Lawmakers have rejected a Bill by the National Treasury to create a special fund that was supposed to help the government repay expensive loans.
The Committee on Delegated Legislation asked the National Assembly to annul the proposed law for contravening certain constitutional requirements, including public participation.
“The committee recommends that the House annuls in entirety the said statutory instrument for failing to demonstrate that sufficient public participation was undertaken contrary to Articles 10 and 118 of the Constitution,” said the committee in its report tabled in the National Assembly on Tuesday.
The William Kamket-led committee noted that Treasury did not provide them with information to show that the public had been consulted on the making of the Bill.
For example, such details as the dates and responses were lacking in the explanatory memorandum submitted in Parliament.
According to the lawmakers, the Public Finance Management (Sinking Fund) Guidelines, 2021 also contravened sections 5, 5A and the Schedule to the Instruments Act adding that a regulatory impact statement was also not submitted.
This is a blow to the Treasury as it had hoped to use the “Sinking Fund” to reduce its debt repayment burden, which has been getting heavier, with most of the taxes going to service loans.
In the first two months of the current financial year that ends in June 2022, for every Sh100 that the Kenya Revenue Authority (KRA) collected, Sh65 was used to repay both domestic and foreign debts.
The taxman collected Sh247.1 billion in taxes, with the National Treasury using Sh162.4 billion to service debts.
The fund would have been used for amortisation of liabilities, debt restructuring, and redeeming of maturing government loans.
The fund, which was supposed to be appropriated by Parliament, was also supposed to build up resources for meeting maturities of loans and securities issued in the domestic and international debt markets.
The Bill was also supposed to correct any mispricing along the yield curve, a graph that depicts how the yields on debt instruments vary as a function of the years remaining to maturity. It is a proxy for investor sentiment on the direction of the economy.
It would also be used to buy back the national government loan obligation in the debt market, meet the costs of switches and early redemption of national debt and meet costs associated with such loans.

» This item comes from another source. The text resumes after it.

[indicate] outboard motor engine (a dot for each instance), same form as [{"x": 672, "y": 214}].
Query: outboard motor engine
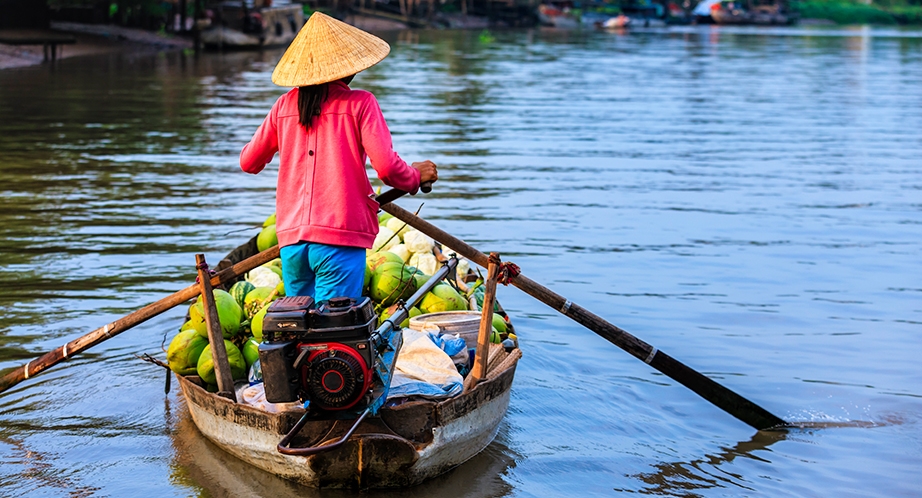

The committee said the guidelines contravened a clause in the Statutory Instrument Act, with the enabling provision invoking the wrong reference as it was made under the Public Finance Management (National Government) Regulations, 2015.
The committee further explained that while the Public Finance Management Act, 2012 allowed the Treasury Cabinet Secretary to establish a sinking fund for the redemption of loans raised under the Act by the national government, this should have been done by way of affirmative resolution.
“The publication of the guidelines are, therefore, a contravention of section 13(a) of the Statutory Instruments Act (No. 23 of 2013,” said the committee.
The governance structure of the fund included an advisory committee, fund administrator, and the secretariat, who would be appointed by the CS.
The Exchequer had estimated that savings from this reform would yield savings of between four and five per cent of interest costs, which Treasury reckoned would be a significant saving for a middle-income country.
When the market is good, the government would tap cheap loans and pump them into the Sinking Fund, which would, in turn, be used to offset expensive loans and create additional fiscal space to support priority development expenditures.
Treasury had told the MPS that debt service is expected to rise over time as a percentage of revenue and the reform was, therefore, intended to address this challenge.
The Sinking Fund was also to earn income through the investment of resources in the fund.